My friend confessed that his initial excitement of working with microservices had cooled. Debugging the system was quite challenging—there was no option to run the application on his machine. The developers had to do their debugging from a production-like environment. Determining which path a problematic request took between multiple instances of the same service proved frustrating too. Finally, the different microservices’ independence surfaced as a liability when developers changed message definitions without communicating those modifications to other teams, breaking the system.

And how many requests came into this microservices system per day? 100 million? No, fewer. 100 Thousand? Fewer. 100? Yes, 100. At most. The average day had around 60 requests!

 

My developer friend thought the system had been willfully over-engineered. Microservices are great for extreme scaling. Suppose I needed a system that can handle tens of millions of operations per day—here I might consider a Microservices Architecture. 

However, systems don’t start out processing millions of messages per day. They begin by handling relatively few requests—like 60 per day. In my friend’s company, the technical decisionmakers knew before starting on the rearchitecting project that the daily throughput would be very low. So why do it? 

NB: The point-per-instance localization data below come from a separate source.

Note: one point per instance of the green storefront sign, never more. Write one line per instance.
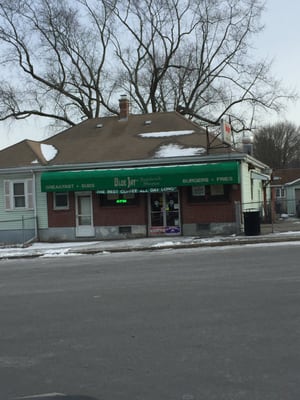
(146, 179)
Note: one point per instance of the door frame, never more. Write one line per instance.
(164, 230)
(84, 230)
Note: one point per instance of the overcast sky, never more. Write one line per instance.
(279, 41)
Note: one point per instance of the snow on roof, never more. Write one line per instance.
(174, 150)
(165, 134)
(49, 152)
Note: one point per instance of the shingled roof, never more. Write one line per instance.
(110, 139)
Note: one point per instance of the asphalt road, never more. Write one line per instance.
(201, 324)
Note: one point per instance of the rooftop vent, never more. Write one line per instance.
(124, 107)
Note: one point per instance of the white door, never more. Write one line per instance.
(84, 215)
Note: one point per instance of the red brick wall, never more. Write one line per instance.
(120, 214)
(61, 218)
(211, 211)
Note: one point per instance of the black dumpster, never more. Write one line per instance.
(252, 223)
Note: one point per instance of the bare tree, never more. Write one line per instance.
(193, 56)
(68, 60)
(53, 54)
(278, 145)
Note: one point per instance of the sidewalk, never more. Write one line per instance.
(281, 231)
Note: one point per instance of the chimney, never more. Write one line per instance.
(247, 146)
(124, 107)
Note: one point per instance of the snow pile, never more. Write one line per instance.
(174, 150)
(49, 152)
(165, 134)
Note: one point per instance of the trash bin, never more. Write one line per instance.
(252, 223)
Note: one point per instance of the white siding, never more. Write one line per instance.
(12, 218)
(41, 201)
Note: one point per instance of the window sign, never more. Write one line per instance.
(61, 201)
(198, 190)
(217, 190)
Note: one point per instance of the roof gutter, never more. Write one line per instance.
(138, 163)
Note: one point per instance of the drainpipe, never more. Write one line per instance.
(35, 204)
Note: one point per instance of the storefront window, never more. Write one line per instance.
(61, 201)
(209, 193)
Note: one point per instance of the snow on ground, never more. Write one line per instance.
(69, 249)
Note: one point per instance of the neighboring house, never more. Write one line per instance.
(286, 184)
(127, 176)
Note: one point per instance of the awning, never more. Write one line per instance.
(141, 179)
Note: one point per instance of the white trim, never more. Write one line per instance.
(10, 196)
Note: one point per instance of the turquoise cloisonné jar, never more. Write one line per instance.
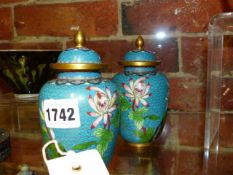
(79, 107)
(143, 96)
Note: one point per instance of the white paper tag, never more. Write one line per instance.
(62, 113)
(84, 163)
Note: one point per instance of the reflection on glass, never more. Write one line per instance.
(218, 27)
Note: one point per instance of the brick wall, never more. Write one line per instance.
(112, 26)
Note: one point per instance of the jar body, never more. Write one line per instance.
(143, 105)
(80, 114)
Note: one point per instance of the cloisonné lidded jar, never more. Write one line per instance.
(143, 94)
(79, 107)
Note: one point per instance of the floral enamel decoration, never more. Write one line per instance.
(138, 92)
(103, 104)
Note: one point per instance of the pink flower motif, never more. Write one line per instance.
(137, 91)
(103, 104)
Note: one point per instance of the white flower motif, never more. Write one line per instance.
(137, 91)
(103, 104)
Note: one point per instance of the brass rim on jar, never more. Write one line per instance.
(140, 63)
(79, 66)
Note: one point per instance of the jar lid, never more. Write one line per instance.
(78, 58)
(140, 57)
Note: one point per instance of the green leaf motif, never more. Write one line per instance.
(102, 147)
(138, 117)
(124, 103)
(83, 146)
(153, 117)
(138, 113)
(115, 119)
(105, 137)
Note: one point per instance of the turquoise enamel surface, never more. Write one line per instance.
(143, 96)
(96, 100)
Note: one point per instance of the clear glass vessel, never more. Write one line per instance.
(219, 73)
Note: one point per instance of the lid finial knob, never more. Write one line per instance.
(139, 43)
(79, 39)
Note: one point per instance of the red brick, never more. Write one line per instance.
(167, 51)
(186, 94)
(6, 25)
(11, 1)
(95, 18)
(224, 163)
(227, 94)
(194, 56)
(30, 46)
(226, 131)
(165, 160)
(191, 129)
(189, 162)
(187, 16)
(113, 51)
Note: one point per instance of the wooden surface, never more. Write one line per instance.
(178, 150)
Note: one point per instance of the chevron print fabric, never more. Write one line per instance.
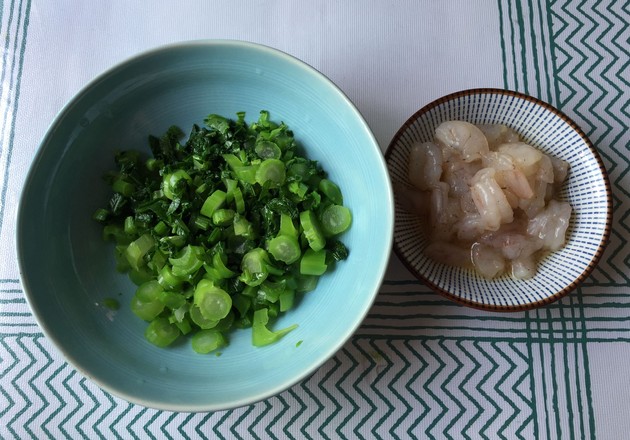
(420, 366)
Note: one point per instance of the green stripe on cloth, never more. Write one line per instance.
(10, 82)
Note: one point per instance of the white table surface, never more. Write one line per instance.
(420, 366)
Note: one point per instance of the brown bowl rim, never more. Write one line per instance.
(609, 207)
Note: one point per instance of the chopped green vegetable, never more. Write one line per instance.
(223, 230)
(111, 303)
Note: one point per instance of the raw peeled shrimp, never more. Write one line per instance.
(488, 198)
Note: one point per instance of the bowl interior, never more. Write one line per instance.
(67, 270)
(587, 190)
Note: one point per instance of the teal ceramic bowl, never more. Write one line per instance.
(67, 270)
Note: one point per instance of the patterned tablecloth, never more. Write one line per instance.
(420, 366)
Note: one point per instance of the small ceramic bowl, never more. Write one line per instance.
(587, 189)
(67, 270)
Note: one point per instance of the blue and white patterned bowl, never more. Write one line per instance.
(587, 189)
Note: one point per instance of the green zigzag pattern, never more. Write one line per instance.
(400, 385)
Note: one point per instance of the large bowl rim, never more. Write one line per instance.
(20, 229)
(596, 156)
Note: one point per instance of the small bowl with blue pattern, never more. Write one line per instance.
(460, 264)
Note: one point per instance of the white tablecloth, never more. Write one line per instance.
(420, 366)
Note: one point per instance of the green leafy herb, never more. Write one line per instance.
(223, 230)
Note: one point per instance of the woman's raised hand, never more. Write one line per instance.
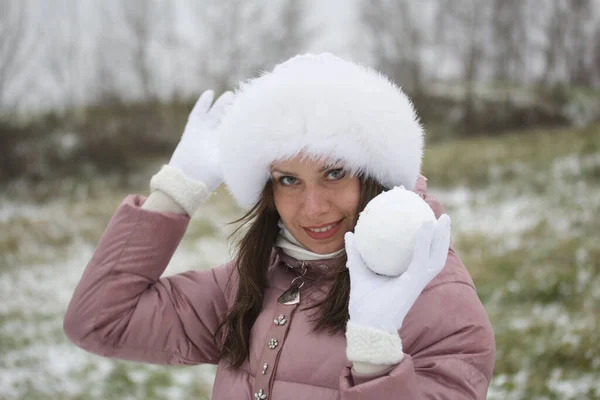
(196, 155)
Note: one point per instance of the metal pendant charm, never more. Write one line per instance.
(291, 296)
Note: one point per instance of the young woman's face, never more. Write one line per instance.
(317, 202)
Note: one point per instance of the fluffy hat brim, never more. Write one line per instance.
(324, 107)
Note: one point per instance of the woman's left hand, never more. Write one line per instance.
(382, 302)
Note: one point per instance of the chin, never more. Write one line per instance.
(327, 249)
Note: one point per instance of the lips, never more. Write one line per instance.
(323, 231)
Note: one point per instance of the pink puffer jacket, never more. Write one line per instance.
(122, 308)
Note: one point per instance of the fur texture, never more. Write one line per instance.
(326, 108)
(187, 193)
(372, 346)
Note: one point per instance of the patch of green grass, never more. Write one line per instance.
(483, 161)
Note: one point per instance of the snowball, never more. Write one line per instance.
(386, 230)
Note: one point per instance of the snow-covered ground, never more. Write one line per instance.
(46, 245)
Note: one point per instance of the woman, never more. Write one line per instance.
(296, 314)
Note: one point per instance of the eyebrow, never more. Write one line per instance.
(326, 167)
(282, 172)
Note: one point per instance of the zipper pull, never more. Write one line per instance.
(292, 295)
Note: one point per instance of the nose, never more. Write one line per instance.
(316, 202)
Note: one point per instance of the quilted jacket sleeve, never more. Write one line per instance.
(121, 307)
(451, 356)
(447, 337)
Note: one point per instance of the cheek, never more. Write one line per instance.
(285, 206)
(350, 201)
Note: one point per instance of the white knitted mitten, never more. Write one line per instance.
(195, 169)
(379, 304)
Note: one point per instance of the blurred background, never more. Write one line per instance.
(94, 96)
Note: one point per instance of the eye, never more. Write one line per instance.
(336, 174)
(287, 180)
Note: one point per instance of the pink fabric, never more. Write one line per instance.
(122, 308)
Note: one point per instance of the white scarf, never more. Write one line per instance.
(293, 248)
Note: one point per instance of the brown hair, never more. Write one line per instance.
(254, 251)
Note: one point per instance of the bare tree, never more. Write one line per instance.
(240, 37)
(138, 19)
(580, 48)
(510, 40)
(16, 45)
(397, 37)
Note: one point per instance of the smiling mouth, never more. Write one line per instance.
(324, 228)
(323, 231)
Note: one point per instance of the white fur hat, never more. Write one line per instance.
(326, 108)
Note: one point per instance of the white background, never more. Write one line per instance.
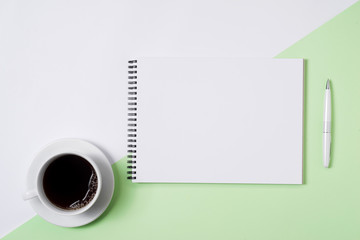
(63, 65)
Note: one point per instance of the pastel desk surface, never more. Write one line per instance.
(326, 206)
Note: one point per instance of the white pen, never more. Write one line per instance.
(327, 126)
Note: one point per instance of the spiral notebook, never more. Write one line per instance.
(203, 120)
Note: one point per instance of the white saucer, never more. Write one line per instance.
(80, 146)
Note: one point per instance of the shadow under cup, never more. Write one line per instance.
(69, 183)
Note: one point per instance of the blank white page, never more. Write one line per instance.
(219, 120)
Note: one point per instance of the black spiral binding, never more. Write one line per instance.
(132, 119)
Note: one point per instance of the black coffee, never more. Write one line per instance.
(70, 182)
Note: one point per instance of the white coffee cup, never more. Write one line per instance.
(38, 192)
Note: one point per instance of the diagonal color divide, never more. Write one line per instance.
(326, 207)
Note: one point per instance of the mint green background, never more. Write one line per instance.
(327, 206)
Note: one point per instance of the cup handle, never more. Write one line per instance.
(30, 194)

Because the Microservices Architecture is riding high right now. Many architects and developers perceive it as the solution for all our system ills. That is not the case. Unless you need extreme scalability and throughput, I recommend you shun Microservices.

 

If you’ve designed your system well—partitioned it into cohesive modules and sensible components—then it should be relatively simple to move from a single process executable (aka Monolith) to Microservices. As the system’s load increases, you could reconfigure the monolith’s components into a hybrid arrangement of scaled-out distributed services across multiple machines communicating via queues. Once the system is straining under further increases in load, you finally move to the Microservices Architecture[1]. 

 

That is what a great architecture allows you to do—choose a suitable deployment model for your system without having to alter the constituent parts—components and modules. 

 

We’ll drill more into Microservices and how they differ from Monoliths another time.

 

Footnotes: 

[1] Microservices Architecture is a misnomer—it’s not an Architecture; it’s a Deployment Model.